Methods: A retrospective cohort study was performed at 4 acute care hospitals. Participants included adult patients with GNB bacteremia who had FUBC and were admitted between January 2017 and December 2018. Patients were excluded if they were younger than 18 years of age or if the initial positive blood culture was considered contamination by treating medical providers. We performed a multivariate logistic regression analysis to identify risk factors for persistent GNB bacteremia. Age, gender, and patient characteristics that were significantly associated with positive FUBC in univariate analysis were examined for correlation prior to inclusion in the multivariate analysis. Finally, we calculated the yield of FUBCs by dividing the number of cases found to have positive FUBCs by the number of total episodes of GNB bacteremia that had FUBCs performed. We identified the yields of FUBCs in all patients with FUBCs, and compared the yields in patients with or without any of the independent risk factors which were identified in the multivariate analysis.

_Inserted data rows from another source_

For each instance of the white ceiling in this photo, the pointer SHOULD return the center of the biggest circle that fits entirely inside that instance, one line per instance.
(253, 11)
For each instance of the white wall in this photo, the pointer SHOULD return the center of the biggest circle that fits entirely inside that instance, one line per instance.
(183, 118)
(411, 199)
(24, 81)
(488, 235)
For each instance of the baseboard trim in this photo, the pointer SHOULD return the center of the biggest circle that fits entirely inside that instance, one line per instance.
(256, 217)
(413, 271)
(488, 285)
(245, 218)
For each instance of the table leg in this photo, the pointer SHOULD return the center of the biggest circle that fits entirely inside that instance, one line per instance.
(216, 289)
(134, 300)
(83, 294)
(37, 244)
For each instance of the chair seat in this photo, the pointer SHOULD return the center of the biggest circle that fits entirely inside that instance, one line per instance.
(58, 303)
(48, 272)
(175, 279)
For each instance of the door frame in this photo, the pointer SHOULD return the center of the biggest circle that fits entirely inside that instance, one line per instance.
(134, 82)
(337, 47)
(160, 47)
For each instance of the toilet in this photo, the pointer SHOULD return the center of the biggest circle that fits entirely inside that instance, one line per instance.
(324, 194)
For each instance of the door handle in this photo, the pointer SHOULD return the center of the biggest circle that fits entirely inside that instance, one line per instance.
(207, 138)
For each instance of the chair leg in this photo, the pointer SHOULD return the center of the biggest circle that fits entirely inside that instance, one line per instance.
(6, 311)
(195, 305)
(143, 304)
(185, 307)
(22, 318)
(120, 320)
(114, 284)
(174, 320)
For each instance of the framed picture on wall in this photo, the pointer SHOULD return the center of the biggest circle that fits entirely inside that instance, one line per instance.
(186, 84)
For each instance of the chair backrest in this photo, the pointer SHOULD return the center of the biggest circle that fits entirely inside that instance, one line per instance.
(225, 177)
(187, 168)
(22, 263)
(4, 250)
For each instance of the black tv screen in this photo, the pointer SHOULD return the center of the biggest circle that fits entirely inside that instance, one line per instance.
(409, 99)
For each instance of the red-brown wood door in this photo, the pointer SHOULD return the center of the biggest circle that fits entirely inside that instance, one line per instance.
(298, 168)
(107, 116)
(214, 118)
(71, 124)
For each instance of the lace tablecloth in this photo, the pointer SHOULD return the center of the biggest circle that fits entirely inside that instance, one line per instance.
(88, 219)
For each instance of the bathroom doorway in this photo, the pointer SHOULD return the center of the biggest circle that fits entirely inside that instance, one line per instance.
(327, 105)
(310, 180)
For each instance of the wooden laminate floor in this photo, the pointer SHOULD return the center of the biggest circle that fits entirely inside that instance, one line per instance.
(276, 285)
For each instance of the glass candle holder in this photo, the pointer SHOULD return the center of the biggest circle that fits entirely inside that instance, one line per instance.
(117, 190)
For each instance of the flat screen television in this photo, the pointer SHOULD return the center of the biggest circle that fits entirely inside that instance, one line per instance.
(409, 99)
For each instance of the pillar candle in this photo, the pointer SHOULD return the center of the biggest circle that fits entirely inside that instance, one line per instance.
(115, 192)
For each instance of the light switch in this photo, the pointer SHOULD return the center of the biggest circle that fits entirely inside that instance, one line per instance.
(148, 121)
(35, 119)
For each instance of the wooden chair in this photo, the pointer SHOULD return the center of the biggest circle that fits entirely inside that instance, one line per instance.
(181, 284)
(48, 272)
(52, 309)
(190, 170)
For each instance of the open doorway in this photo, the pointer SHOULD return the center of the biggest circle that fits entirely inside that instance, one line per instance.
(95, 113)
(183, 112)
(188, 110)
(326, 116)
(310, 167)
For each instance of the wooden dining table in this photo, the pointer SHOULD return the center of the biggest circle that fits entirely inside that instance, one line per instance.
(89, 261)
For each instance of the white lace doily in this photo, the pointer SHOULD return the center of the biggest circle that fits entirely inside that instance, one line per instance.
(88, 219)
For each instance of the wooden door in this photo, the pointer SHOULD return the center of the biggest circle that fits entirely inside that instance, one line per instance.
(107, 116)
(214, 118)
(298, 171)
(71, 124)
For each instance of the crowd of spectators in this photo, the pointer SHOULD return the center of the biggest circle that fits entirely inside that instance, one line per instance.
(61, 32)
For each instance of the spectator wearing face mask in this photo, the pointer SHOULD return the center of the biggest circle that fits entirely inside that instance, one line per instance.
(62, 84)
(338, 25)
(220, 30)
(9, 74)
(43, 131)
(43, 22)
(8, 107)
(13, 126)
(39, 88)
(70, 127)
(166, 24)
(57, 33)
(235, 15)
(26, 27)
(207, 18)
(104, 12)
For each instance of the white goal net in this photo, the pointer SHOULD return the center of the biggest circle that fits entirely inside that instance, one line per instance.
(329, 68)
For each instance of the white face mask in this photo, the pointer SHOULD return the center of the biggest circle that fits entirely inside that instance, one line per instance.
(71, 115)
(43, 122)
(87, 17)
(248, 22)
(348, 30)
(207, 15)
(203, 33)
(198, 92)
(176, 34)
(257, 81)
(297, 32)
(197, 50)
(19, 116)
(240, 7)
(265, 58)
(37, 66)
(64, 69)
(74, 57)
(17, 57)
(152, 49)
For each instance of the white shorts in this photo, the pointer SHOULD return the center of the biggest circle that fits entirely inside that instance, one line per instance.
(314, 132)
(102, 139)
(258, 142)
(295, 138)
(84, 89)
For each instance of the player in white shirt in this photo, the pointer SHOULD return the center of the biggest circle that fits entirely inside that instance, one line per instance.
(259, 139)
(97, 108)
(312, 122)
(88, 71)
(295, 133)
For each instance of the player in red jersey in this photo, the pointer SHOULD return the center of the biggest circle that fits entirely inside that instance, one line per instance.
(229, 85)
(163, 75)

Results: There were a total of 463 patients with blood cultures which grew GNB during the study period. Of 306 patients with GNB bacteremia who had FUBC, 9.2% had persistent bacteremia. Patients with persistent GNB bacteremia were significantly more likely to be in the ICU (64% vs. 40%, P = 0.02), have ESRD on hemodialysis (36% vs. 13%, P = 0.004), central line (50% vs. 28%, P = 0.03) and intravascular device (64% vs. 33%, P = 0.002) as comorbidities, have ESBL or carbapenemase-producing organisms as the cause of bacteremia (32% vs. 16%, P = 0.04), and receive ineffective antibiotic therapy (39% vs. 8%, P < 0.001), compared with patients with negative FUBC (Table 1). In the multivariate logistic regression analyses, ESRD on hemodialysis, intravascular device, and either bacteremia due to ESBL or carbapenemase-producing organism or ineffective antibiotic therapy were identified as independent predictors for persistent GNB bacteremia (Table 2). 4-7 FUBCs and 23-30 FUBCs were needed for patients with ≥1 or no risk factors, respectively, to yield 1 positive result.
Conclusions: While the yield of FUBC for GNB bacteremia in patients with the risk factors may be comparable to gram-positive cocci bacteremia, the yield was very low in patients without the risk factors. We may limit performing FUBC to patients with GNB bacteremia who have ≥1 risk factors.